Realizing with a start that Rosa was no longer near the chickens with Julia, Maria looked around quickly and saw her huddled around a table with a few other children. Maria thanked the woman, who handed her a red tote bag to use for her produce and made her way over to Rosa. “Mama! This is MY PLATE, and I’m drawing healthy foods!” Maria, relieved, smiled gratefully at the woman leading the children in the coloring activity, which she realized was reinforcing some of the healthy eating lessons Rosa had learned in school, and went back to the produce tables.
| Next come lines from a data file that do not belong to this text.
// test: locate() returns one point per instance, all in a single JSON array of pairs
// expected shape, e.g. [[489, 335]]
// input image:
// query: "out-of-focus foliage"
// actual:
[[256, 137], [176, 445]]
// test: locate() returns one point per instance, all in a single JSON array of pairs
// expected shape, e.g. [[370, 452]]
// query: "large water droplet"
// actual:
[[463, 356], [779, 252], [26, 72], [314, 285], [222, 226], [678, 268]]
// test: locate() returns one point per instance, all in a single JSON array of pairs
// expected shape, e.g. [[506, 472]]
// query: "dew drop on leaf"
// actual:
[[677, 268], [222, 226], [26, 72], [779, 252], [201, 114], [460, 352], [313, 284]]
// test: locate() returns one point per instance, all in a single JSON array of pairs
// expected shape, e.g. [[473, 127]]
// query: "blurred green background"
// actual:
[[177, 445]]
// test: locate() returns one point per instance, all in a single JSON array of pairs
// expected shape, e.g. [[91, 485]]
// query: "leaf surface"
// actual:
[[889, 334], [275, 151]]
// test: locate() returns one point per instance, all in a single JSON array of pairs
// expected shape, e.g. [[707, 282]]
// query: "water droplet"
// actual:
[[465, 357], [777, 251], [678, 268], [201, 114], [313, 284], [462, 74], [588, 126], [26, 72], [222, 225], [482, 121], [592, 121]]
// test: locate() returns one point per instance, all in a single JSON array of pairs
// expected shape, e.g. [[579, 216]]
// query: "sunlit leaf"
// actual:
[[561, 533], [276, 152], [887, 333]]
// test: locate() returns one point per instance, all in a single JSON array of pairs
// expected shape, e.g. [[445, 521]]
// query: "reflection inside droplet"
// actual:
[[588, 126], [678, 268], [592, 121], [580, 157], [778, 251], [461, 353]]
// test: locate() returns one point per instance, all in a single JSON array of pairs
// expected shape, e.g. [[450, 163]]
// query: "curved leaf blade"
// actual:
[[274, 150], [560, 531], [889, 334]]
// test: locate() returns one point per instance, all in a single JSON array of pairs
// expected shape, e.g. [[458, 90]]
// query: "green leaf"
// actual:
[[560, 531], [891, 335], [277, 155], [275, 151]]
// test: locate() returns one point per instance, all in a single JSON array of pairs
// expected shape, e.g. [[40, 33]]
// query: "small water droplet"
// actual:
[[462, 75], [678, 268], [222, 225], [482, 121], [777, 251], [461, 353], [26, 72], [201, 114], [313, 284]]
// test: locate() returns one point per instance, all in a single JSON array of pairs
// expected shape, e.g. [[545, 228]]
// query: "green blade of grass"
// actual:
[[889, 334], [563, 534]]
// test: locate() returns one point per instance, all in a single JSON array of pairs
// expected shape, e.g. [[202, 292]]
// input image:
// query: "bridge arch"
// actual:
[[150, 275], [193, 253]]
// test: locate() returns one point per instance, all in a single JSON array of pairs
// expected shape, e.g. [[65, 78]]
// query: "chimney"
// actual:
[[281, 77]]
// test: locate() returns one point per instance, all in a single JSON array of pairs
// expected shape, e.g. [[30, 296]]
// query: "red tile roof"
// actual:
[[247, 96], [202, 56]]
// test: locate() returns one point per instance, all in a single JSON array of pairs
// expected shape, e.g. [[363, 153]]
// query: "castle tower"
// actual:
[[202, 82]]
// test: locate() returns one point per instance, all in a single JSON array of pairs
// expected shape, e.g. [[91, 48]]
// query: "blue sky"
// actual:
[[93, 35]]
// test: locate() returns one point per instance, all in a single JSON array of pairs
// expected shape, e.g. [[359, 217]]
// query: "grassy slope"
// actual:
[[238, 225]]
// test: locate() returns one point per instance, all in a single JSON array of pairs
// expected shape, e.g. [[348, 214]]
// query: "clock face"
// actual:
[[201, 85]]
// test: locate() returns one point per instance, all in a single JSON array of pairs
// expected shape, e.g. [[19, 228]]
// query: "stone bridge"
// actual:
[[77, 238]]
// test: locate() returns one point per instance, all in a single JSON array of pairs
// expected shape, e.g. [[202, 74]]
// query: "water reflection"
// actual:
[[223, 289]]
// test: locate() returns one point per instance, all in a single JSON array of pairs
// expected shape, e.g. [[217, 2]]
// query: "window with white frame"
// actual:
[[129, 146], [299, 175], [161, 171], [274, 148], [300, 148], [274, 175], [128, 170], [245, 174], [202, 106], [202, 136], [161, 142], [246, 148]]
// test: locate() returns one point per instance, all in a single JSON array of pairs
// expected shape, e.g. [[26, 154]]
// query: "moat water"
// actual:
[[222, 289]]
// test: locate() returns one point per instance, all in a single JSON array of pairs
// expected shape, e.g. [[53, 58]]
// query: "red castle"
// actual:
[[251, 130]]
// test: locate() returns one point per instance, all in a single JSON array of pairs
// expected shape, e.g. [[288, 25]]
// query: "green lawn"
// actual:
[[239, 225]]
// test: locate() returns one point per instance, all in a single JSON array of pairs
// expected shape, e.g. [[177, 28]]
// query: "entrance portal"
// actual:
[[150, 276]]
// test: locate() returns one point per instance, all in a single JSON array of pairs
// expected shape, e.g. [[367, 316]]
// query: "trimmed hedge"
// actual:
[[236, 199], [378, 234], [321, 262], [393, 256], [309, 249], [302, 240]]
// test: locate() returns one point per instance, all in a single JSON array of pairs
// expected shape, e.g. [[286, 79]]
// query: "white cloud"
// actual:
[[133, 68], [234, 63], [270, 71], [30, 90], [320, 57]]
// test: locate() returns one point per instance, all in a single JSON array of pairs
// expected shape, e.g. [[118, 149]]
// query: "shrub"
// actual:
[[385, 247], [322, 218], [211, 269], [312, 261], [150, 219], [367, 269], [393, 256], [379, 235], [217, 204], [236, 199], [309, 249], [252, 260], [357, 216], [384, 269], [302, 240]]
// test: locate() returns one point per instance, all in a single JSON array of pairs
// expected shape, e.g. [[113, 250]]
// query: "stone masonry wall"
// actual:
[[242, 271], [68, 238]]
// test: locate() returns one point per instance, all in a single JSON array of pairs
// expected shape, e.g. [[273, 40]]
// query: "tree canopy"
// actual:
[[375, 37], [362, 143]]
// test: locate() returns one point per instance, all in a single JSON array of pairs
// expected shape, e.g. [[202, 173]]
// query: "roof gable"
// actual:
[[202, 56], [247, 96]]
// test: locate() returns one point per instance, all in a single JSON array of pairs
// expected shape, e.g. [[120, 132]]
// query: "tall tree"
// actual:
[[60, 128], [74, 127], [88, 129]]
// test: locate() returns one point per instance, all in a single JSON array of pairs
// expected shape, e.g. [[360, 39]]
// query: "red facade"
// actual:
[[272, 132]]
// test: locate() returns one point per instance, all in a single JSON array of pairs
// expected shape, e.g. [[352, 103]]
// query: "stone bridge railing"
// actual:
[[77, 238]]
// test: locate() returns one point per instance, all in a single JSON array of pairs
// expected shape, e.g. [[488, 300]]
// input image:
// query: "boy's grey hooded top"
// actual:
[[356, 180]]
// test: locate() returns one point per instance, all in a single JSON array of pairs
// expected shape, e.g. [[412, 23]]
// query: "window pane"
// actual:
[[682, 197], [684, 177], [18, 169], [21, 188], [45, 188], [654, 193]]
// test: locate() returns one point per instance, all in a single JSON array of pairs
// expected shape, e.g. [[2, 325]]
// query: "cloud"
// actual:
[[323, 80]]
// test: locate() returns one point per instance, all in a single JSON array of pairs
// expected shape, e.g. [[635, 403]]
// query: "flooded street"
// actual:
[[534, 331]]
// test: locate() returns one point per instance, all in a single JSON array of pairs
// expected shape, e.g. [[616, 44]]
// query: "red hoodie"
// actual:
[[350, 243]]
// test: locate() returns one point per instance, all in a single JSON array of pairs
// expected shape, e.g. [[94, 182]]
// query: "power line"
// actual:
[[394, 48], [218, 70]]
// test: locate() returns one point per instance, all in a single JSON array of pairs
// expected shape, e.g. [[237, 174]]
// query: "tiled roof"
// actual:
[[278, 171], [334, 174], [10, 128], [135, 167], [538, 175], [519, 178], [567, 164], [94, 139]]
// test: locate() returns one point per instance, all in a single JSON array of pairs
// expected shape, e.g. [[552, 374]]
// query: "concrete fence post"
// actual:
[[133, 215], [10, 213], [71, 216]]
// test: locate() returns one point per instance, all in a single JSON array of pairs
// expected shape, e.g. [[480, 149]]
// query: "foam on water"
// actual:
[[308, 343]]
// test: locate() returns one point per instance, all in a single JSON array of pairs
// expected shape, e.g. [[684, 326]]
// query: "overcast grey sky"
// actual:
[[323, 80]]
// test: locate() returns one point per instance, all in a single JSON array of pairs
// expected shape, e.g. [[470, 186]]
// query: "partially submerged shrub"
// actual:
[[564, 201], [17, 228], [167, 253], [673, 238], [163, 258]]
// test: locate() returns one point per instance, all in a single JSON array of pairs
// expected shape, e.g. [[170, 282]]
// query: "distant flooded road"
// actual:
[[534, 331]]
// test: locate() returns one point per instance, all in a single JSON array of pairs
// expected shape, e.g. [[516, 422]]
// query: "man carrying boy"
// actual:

Rosa joined her, and together they found the fruits and vegetables Rosa had drawn on her plate and placed them into the tote bag.
As they approached the checkout, Maria felt the all too familiar tightening in her gut as she started to put the items on the table, but then she sighed. “You’re okay,” she told herself. “You did the math.” Instead of having prices set by the pound, Maria had noticed while she was shopping that the items were priced according to how many you bought: $3 for a quart of plums, $1 for a pint of radishes. Nothing had to be weighed, so Maria could add up the prices as she shopped; this meant no surprises at the register, and that was a good thing. The farmer, who smiled kindly at them as he rang up the produce, told Maria the total, “Sixteen dollars.” Maria handed him her EBT card, and he knew just what to do: since the value of SNAP is doubled, he charged her card only eight. While Rosa packed their fruits and vegetables back into the tote bag, Maria entered her PIN number to complete the transaction, saying wholeheartedly, “Muchas gracias.”
As they made their way to the sidewalk to head home, Rosa turned and waved to Julia, who was now at the checkout with her mom. “Mama, next week, let’s get a WATERMELON!” she told Maria, already planning their return trip to the market. Maria only hesitated for a moment to think about how she’d pay, and then carry the watermelon back to their apartment, before remembering the tote bag in her hand. “Watermelon it is,” she smiled.
The New Brunswick Community Farmers Market will be open for the 2020 season in June.
Written by Lauren Errickson, Sr. Program Administrator, New Brunswick Community Farmers Market
Note to the reader: Though Maria and Rosa represent actual experiences, they are fictional composite characters whose creation was based on the anecdotal and observed experiences of multiple community members whose names are not included in this story.